What is the relationship between KIF13B dysfunction and disease pathologies?

KIF13B dysfunction has been implicated in several disease pathologies through its critical role in intracellular transport mechanisms. While not extensively detailed in the provided search results, we can infer from the molecular functions that KIF13B disruption would impact several physiological systems: (1) Vascular disorders - given KIF13B's essential role in VEGFR2 trafficking and angiogenesis, dysfunction could contribute to pathological angiogenesis in cancer or insufficient angiogenesis in ischemic diseases. (2) Neurological disorders - with high expression in the brain and its role in transport along microtubules, KIF13B defects might impact neuronal function and contribute to neurodegenerative conditions. (3) Developmental abnormalities - proper trafficking of signaling receptors is crucial during development, suggesting KIF13B dysfunction could impact embryonic development. (4) Cancer progression - altered receptor trafficking can dysregulate growth factor signaling pathways implicated in tumorigenesis and metastasis. (5) Kidney pathologies - given high KIF13B expression in kidney tissue, dysfunction might contribute to renal disorders. Research into these relationships would benefit from tissue-specific conditional knockout models and human genetic studies correlating KIF13B variants with disease phenotypes.

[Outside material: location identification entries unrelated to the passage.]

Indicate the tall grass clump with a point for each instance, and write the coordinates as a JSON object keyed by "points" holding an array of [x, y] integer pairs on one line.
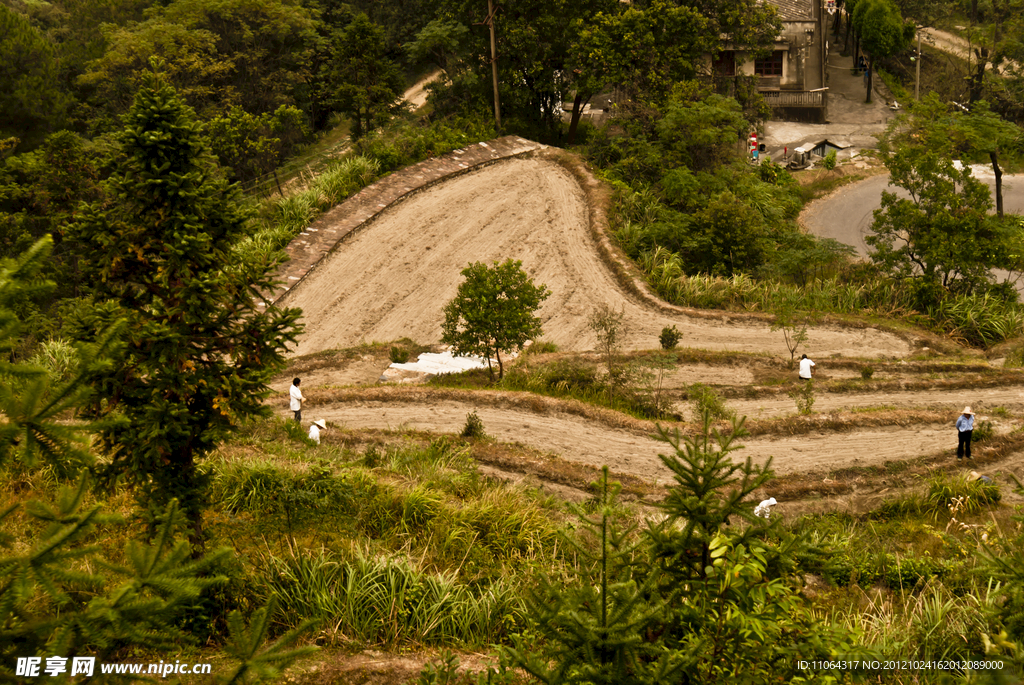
{"points": [[58, 357], [932, 624], [388, 601], [961, 490], [981, 319]]}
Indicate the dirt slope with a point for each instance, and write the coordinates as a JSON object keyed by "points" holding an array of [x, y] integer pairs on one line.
{"points": [[580, 439], [393, 277]]}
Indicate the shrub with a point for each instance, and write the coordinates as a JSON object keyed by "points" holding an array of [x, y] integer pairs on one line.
{"points": [[983, 430], [389, 601], [670, 337], [473, 427], [804, 395], [541, 347], [569, 375]]}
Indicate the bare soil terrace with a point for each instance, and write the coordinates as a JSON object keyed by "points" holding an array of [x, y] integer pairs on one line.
{"points": [[391, 279]]}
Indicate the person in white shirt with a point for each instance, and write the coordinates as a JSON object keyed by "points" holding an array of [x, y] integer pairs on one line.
{"points": [[314, 430], [805, 368], [297, 399], [965, 428]]}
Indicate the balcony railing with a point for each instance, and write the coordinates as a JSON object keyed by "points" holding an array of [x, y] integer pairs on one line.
{"points": [[794, 98]]}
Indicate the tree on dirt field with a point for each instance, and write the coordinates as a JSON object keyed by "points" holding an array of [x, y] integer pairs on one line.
{"points": [[597, 631], [790, 320], [607, 326], [942, 237], [160, 251], [369, 82], [708, 592], [882, 31], [494, 311]]}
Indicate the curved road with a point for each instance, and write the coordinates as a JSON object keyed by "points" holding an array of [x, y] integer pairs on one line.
{"points": [[847, 214]]}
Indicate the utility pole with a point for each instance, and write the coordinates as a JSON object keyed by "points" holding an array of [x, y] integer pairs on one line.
{"points": [[494, 63]]}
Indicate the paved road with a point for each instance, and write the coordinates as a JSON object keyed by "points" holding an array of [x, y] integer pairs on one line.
{"points": [[847, 214]]}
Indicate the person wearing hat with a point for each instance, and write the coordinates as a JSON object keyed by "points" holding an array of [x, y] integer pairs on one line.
{"points": [[965, 426], [314, 430], [296, 399]]}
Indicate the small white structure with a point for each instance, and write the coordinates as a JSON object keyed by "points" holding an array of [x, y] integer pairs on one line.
{"points": [[764, 509], [430, 364]]}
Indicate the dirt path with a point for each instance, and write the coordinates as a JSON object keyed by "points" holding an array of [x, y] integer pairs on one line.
{"points": [[393, 277], [982, 399], [957, 46], [586, 441], [416, 94]]}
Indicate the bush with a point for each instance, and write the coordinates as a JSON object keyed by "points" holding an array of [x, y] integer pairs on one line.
{"points": [[946, 490], [473, 427], [983, 430], [804, 395], [670, 337], [568, 376], [707, 399]]}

How might comparative studies of KIF13B and KIF13A advance our understanding of kinesin specificity in trafficking pathways?

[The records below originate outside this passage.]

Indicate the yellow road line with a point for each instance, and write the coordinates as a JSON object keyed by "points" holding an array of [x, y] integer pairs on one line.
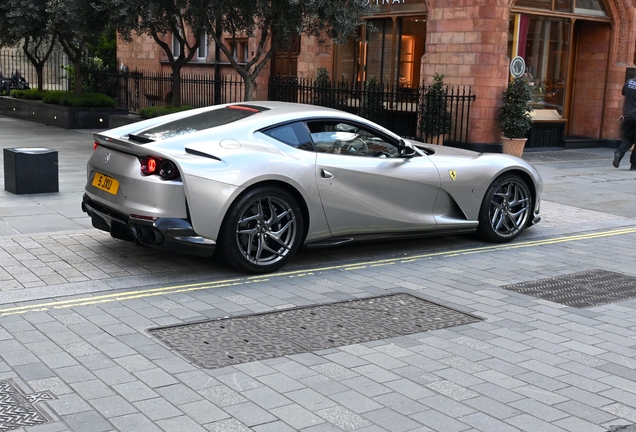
{"points": [[151, 292]]}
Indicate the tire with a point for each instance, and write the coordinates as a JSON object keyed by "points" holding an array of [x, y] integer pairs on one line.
{"points": [[505, 210], [262, 231]]}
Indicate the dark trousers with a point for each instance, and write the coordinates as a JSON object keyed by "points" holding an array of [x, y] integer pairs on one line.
{"points": [[628, 138]]}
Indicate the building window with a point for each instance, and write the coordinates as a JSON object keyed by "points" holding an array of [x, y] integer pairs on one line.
{"points": [[392, 53], [543, 42], [583, 7], [239, 51], [202, 52]]}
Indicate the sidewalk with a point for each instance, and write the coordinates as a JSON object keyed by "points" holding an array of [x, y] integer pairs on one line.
{"points": [[84, 344]]}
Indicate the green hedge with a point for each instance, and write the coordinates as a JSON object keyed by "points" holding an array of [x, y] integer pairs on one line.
{"points": [[32, 94], [151, 112], [85, 100], [66, 98]]}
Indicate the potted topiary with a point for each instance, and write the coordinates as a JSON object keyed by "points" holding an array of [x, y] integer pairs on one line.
{"points": [[435, 120], [514, 117]]}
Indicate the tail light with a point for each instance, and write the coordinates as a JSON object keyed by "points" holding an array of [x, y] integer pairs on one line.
{"points": [[164, 168]]}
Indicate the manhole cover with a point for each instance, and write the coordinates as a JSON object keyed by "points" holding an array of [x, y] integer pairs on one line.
{"points": [[225, 342], [17, 410], [581, 290]]}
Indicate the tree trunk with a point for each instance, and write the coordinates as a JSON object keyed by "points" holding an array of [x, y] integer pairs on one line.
{"points": [[39, 70], [77, 66], [250, 87], [176, 85]]}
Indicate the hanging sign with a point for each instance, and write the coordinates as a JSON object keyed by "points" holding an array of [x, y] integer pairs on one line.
{"points": [[517, 66]]}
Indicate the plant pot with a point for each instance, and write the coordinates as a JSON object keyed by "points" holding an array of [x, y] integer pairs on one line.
{"points": [[513, 146]]}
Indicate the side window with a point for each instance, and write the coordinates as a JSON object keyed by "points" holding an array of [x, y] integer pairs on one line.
{"points": [[293, 134], [350, 139]]}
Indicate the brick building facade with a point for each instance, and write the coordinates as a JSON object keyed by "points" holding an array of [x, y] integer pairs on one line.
{"points": [[577, 54]]}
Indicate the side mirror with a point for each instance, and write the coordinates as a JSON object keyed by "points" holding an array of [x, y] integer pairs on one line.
{"points": [[406, 151]]}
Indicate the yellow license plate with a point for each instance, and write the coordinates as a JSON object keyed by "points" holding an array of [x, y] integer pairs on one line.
{"points": [[105, 183]]}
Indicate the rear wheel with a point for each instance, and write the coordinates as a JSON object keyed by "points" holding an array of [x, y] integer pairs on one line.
{"points": [[505, 210], [262, 231]]}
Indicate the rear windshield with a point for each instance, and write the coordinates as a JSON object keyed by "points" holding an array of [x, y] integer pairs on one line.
{"points": [[197, 122]]}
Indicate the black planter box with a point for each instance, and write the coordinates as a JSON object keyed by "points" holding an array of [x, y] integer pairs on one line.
{"points": [[57, 115], [30, 170]]}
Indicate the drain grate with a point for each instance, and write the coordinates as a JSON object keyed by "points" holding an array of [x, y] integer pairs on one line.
{"points": [[225, 342], [581, 290], [17, 410]]}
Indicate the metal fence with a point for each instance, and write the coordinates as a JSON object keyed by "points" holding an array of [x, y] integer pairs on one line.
{"points": [[401, 110], [54, 75], [142, 89]]}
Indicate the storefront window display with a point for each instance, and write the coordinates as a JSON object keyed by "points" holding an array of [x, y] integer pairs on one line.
{"points": [[543, 43], [390, 49]]}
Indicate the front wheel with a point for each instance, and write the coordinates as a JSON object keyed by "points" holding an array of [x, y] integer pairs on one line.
{"points": [[262, 230], [505, 210]]}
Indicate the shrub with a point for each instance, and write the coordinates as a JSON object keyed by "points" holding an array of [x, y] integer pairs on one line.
{"points": [[85, 100], [371, 105], [514, 117], [32, 94], [434, 116], [151, 112]]}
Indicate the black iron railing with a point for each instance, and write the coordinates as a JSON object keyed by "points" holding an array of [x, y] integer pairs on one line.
{"points": [[54, 72], [414, 113], [142, 89]]}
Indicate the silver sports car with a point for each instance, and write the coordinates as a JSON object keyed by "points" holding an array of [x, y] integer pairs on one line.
{"points": [[253, 182]]}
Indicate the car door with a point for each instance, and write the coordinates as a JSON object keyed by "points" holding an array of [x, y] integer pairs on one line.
{"points": [[365, 186]]}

Comparative studies of KIF13B and its closest homolog KIF13A would provide valuable insights into kinesin specificity through these research strategies: (1) Generate parallel knockdown or knockout models of each kinesin individually and in combination to identify unique versus redundant functions. (2) Perform detailed cargo identification using proximity labeling techniques coupled with mass spectrometry for each kinesin to catalog their specific and shared cargoes. (3) Conduct domain-swapping experiments where motor, cargo-binding, or regulatory domains are exchanged between KIF13A and KIF13B to determine which regions confer cargo specificity. (4) Analyze tissue-specific expression patterns to identify contexts where one kinesin may compensate for the other. (5) Examine regulatory mechanisms including phosphorylation sites and binding partners that might differentially control these kinesins. (6) Investigate structural determinants of microtubule interaction, as differences in the CAP-Gly domains might influence microtubule preference or processivity. (7) Compare the roles of these kinesins in different trafficking pathways (e.g., endosomal recycling versus Golgi-to-plasma membrane transport). This comparative approach would reveal the molecular basis for functional specificity in the kinesin family and potentially identify contexts where therapeutic targeting of one kinesin would yield specific effects without disrupting general transport mechanisms.